Lecturing this week about protecting biodiversity on private land and property rights, the following positing by Dan Farber focusing on environmental risk and government action and referencing the work of Richard Epstein who contributed to the New Zealand property rights debate courtesy of the New Zealand Business Roundtable, is a fortunate stroke of serendipity. Referring to a recent New York Times article dealing with the clash between government protection and property rights in high-risk zones, Farber observed:

It’s easy to complain that the government should have kept people out of harm’s way. But when it tries to do so, it is often met by claims that it has violated the Constitution.
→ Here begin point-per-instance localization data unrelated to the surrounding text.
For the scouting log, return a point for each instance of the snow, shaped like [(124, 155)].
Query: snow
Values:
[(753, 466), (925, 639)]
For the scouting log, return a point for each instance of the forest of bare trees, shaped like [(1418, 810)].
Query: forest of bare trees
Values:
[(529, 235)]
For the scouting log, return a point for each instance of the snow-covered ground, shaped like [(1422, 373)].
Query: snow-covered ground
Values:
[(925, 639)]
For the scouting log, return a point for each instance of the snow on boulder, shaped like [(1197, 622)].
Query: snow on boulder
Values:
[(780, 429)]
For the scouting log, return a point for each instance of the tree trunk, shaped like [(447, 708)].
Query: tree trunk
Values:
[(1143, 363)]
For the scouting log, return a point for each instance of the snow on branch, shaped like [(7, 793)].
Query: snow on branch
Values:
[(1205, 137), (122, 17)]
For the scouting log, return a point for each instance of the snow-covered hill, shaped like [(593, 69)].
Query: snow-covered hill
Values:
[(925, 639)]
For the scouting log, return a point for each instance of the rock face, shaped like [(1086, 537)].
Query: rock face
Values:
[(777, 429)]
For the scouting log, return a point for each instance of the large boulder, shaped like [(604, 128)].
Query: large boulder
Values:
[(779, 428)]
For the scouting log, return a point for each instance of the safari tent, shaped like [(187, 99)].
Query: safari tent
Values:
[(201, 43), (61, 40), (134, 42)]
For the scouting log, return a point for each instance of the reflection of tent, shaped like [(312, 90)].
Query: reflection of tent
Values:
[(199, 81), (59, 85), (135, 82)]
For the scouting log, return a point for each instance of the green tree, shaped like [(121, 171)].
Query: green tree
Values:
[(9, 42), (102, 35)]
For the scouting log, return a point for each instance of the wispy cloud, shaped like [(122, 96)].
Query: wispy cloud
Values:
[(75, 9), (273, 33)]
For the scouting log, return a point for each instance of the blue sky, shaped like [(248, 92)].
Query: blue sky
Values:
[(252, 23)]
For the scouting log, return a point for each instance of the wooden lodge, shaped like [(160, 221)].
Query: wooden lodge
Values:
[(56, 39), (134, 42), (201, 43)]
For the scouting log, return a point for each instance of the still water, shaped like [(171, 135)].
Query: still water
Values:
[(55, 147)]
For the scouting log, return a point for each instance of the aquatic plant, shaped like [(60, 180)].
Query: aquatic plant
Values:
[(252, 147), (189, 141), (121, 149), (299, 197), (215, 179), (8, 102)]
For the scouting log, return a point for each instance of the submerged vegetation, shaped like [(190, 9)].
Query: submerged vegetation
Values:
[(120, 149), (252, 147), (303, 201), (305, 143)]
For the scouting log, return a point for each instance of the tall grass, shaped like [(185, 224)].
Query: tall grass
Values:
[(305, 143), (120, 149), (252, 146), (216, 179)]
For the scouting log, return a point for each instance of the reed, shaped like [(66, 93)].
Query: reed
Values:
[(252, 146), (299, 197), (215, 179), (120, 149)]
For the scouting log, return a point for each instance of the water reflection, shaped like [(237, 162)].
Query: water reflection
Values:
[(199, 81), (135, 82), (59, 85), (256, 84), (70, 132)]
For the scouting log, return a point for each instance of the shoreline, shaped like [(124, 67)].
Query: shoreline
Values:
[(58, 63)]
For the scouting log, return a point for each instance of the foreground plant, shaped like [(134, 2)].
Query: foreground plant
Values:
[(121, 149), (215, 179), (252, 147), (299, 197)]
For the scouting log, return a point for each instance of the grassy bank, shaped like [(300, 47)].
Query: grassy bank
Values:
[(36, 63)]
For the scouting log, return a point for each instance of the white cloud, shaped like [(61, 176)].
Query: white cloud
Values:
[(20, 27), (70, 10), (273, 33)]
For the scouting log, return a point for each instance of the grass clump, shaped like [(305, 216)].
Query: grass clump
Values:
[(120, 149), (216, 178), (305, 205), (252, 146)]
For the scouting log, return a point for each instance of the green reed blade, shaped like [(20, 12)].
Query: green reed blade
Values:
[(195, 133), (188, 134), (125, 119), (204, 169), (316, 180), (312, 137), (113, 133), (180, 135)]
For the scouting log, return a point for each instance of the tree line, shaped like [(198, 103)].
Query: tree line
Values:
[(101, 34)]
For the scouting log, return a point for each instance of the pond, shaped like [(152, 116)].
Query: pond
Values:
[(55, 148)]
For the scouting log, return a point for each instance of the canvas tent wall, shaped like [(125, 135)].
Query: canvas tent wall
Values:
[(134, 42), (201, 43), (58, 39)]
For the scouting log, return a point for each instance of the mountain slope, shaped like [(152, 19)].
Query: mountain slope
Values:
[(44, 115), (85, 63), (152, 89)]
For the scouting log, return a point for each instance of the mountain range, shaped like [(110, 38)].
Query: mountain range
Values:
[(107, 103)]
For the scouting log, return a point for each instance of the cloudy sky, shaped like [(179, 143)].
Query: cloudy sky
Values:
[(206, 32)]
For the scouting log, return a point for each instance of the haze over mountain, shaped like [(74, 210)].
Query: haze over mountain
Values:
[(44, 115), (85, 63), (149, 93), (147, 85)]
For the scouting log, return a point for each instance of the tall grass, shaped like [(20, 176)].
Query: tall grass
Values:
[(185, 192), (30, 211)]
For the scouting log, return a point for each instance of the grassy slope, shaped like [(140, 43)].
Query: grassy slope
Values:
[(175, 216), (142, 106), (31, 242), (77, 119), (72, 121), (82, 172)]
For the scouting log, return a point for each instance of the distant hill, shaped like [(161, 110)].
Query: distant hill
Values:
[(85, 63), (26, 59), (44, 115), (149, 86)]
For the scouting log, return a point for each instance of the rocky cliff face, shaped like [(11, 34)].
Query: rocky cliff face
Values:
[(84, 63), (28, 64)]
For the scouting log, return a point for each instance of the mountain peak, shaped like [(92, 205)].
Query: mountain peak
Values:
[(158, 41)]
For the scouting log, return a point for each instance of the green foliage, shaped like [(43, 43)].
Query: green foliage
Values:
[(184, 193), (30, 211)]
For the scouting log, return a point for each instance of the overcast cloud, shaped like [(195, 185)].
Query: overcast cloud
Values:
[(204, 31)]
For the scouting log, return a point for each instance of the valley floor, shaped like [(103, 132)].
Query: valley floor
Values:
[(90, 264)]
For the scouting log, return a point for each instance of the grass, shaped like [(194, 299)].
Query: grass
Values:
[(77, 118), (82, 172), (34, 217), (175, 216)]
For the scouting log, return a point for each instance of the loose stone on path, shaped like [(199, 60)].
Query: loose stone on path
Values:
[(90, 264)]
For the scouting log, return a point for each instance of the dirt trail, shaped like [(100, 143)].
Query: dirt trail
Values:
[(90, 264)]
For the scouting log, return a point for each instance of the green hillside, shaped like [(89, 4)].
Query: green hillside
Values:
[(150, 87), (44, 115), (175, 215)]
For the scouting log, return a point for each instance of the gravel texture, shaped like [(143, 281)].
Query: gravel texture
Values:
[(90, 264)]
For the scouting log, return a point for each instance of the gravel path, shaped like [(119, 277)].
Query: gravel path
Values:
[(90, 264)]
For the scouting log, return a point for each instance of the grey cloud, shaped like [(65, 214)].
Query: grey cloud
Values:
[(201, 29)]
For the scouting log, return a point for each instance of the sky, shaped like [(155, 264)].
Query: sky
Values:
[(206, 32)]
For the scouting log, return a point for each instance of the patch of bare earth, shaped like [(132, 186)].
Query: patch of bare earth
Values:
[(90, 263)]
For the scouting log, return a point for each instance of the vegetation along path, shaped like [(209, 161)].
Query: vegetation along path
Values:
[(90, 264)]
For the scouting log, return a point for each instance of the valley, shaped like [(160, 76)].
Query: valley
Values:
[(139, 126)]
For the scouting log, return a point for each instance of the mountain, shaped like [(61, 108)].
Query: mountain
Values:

Those claims should have their limits. One of the most notable parts of the article involved Richard Epstein, the intellectual father of the property rights movement. Speaking of the recent Omo landslide, Epstein said:

“The case is a no-brainer in favor of extensive government regulation in order to protect against imminent perils to life and health. I’m a property guy, but I’m not a madman.”

Although not mentioned in the article, it’s also noteworthy that Epstein is a supporter of the public trust doctrine. His views are more complex than many people (probably including many of his would-be followers) realize.

Clearly, all is not what it appears to be, and the debate about the appropriate domain for environmental regulation is complex, but shares some basic common denominators – that there is an appropriate place for regulation, notwithstanding that regulation may affect property rights.

Epstein’s comments are particularly interesting in relation to climate change adaptation and mitigation in light of the IPCC Fifth Assessment Report published on 31 March.